- Born: Samuel Erasmus Beall IV August 21, 1976 Knoxville, Tennessee, U.S.
- Died: February 25, 2016 (aged 39) Beaver Creek, Colorado, U.S.
- Education: University of Tennessee, California Culinary Academy
- Occupations: Chef and restaurateur
- Years active: 2000–2016
- Known for: The Blackberry Farm Cookbook (2009), The Foothills Cuisine of Blackberry Farm (2012)
- Spouse: Mary Celeste Beall
- Children: 5

= Sam Beall =

American chef (1976–2016)

Samuel Erasmus Beall IV (August 21, 1976 – February 25, 2016) was an American chef and restaurateur. He ran Blackberry Farm in Walland, Tennessee, a Beall family business which has been rated as among the best resorts in North America. He was a major proponent of having American restaurants focus on regional cuisine for their menus.

==Early life and education==
Beall was born in 1976, in Knoxville, Tennessee, to Samuel E. (Sandy) Beall III, the founder of the Ruby Tuesday restaurant chain, and his wife, Kreis. The couple bought the property, located in the foothills of the Great Smoky Mountains, in December 1976 and ran it as a small country inn. Sam, who was four months old at the time of the purchase, spent his earliest years on the farm. When his father sold the restaurant chain in 1982, the family moved to Mobile, Alabama, where he was raised.

As a young man, Beall studied first at Hampden-Sydney College. and graduated from the University of Tennessee.

==Career==
After graduating, Beall moved to California, where he studied at the California Culinary Academy, following which he worked at the Ritz-Carlton Hotel in San Francisco, and went on to study French cuisine at The French Laundry in Yountville, California.
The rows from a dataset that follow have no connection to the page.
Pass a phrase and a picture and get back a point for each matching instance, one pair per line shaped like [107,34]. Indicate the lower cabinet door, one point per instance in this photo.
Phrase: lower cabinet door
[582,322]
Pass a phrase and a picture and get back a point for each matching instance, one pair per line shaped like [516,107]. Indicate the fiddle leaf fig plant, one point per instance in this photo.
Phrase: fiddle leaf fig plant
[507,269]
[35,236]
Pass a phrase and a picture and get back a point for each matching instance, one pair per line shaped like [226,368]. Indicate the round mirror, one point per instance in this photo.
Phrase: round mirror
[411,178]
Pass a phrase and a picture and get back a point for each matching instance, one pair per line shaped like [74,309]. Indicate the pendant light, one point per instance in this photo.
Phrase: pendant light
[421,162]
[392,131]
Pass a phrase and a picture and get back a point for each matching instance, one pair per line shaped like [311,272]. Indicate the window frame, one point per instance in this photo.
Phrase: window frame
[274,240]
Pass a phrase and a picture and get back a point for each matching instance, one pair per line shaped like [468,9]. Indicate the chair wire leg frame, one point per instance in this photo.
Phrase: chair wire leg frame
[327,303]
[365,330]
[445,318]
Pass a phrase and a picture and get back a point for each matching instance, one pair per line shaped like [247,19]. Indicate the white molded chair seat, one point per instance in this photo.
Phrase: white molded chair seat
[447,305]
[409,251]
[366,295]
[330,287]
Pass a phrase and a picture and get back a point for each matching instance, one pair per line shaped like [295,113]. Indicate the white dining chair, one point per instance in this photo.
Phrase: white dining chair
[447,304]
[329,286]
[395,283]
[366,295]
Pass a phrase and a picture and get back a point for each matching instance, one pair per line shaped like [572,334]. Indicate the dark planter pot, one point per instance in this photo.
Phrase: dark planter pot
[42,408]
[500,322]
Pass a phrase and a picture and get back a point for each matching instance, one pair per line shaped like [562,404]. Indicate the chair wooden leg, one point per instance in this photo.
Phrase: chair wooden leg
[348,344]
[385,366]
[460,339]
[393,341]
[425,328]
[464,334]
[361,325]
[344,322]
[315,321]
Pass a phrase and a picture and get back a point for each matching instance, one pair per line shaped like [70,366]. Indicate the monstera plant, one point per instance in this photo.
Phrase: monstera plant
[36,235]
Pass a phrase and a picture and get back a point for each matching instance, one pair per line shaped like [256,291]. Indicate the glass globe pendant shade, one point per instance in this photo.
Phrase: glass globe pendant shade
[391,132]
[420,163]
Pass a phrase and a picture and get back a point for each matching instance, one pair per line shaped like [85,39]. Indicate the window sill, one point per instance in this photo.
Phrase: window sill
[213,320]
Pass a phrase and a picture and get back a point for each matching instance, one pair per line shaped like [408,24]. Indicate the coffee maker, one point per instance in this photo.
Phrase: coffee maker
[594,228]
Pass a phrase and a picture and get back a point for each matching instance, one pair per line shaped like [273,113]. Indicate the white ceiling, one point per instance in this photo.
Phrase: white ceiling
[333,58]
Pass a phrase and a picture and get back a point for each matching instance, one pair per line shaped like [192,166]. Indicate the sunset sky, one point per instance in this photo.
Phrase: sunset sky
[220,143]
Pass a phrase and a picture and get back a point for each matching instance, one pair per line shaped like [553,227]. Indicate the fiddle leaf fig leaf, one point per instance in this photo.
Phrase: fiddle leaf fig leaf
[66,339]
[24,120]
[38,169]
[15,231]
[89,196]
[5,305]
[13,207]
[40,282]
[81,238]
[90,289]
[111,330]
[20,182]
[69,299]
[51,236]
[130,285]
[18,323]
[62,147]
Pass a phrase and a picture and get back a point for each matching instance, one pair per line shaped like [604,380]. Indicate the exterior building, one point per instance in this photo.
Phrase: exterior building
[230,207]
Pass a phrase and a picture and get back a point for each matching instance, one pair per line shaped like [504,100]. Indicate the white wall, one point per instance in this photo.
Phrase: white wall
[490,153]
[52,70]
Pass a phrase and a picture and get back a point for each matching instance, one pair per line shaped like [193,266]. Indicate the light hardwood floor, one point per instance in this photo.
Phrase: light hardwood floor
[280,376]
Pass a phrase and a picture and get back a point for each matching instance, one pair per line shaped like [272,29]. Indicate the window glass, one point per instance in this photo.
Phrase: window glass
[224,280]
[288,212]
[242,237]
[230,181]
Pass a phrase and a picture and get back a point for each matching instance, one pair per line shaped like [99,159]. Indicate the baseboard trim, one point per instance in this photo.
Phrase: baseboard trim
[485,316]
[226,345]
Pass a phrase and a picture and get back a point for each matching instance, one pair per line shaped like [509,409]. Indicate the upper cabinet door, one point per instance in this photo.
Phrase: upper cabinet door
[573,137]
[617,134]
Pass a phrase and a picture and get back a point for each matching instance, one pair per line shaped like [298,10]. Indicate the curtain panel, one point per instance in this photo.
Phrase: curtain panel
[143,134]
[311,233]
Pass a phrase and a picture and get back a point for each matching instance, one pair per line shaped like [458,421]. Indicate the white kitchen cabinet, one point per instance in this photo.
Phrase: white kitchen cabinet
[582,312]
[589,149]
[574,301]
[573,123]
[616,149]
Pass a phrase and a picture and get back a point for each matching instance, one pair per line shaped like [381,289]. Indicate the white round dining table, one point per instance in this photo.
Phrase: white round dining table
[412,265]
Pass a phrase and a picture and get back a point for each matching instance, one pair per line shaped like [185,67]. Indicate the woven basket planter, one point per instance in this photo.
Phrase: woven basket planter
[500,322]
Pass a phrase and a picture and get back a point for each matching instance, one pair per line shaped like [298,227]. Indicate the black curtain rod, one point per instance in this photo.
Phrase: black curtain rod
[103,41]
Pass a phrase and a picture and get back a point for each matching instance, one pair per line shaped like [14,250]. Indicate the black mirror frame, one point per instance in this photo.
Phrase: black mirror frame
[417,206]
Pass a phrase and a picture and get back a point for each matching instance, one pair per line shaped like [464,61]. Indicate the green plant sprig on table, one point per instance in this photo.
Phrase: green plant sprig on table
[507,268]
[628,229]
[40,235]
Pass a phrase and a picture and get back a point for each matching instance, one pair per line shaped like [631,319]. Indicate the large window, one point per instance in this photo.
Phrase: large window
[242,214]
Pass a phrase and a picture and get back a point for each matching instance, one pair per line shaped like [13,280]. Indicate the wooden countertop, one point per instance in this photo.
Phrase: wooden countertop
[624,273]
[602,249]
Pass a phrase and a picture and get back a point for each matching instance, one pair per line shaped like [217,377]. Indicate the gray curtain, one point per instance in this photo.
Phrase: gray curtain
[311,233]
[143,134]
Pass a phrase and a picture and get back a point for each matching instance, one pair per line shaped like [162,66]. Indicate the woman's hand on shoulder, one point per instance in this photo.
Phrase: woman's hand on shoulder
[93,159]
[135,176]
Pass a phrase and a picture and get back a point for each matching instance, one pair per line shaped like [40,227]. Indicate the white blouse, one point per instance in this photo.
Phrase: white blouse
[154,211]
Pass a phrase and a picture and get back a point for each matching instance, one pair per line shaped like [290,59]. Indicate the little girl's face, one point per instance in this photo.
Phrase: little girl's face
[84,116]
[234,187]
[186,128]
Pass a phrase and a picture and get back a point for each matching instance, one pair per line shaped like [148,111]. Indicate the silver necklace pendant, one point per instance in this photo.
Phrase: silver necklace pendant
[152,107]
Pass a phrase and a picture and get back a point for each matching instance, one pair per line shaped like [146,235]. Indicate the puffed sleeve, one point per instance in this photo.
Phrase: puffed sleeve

Returning to his family home, Beall took over management of the farm and built the Blackberry Farm Inn into a culinary destination for "farm-to-table cooking" focusing on what he called foothills cuisine. He recruited kitchen staff and developed the attached FarmStead to produce ingredients, such as heirloom vegetables, charcuterie, and cheeses, for the food offered at the inn.

==Death==
Beall died in 2016, at the age of 39, of injuries he suffered from an accident while skiing at Beaver Creek, Colorado. The local coroner determined that he had hit a wooden sign post located between the ski runs and died of blunt force trauma to the chest. After his death, his widow, Mary Celeste Beall, assumed management of the inn.

==Works==
- The Blackberry Farm Cookbook: Four Seasons of Great Food and the Good Life (2009).
- The Foothills Cuisine of Blackberry Farm: Recipes and Wisdom from Our Artisans, Chefs, and Smoky Mountain Ancestors with Marah Stets, Clarkson Potter, New York (2012).